As part of social work education, Cabiati (2017, p. 74) underlined how the principles of Relational Social Work have led to a «relational teaching and learning approach» in which it is important to encourage the maximum possible degree of reciprocity between tutors and students, even in the university context. The involvement of experts in the courses and work within peer-to-peer groups leads students to experience egalitarian relationships, allowing them to become involved personally and enhance their experiential knowledge.
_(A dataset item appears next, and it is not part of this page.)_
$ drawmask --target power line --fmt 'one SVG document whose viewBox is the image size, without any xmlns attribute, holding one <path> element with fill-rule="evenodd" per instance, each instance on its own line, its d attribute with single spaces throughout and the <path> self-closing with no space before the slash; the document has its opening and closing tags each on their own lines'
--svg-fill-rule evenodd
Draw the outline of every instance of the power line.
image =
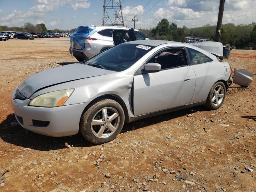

The intent of applying this approach is to develop students’ reflexivity and critical thinking and help students distance themselves from a deterministic approach to social problems (Folgheraiter & Raineri, 2012).
Unconventional Practice Placement: An atypical approach to learning typical social work skills
Unconventional practice placement is a practice learning experience that has been integrated into Catholic University social work courses since the 2008/2009 academic year.
The defining characteristics of UPPs have been inspired by various international experiences with atypical practice placements, particularly non-traditional placements in the UK (Skills for Care, 2009; Scholar et al., 2012, 2014; Hek, 2012; Doel, 2014; McLaughlin et al., 2014) and service-learning in the USA (Nadel, Majewski, & Sullivan-Cosetti, 2007; Petracchi et al., 2016).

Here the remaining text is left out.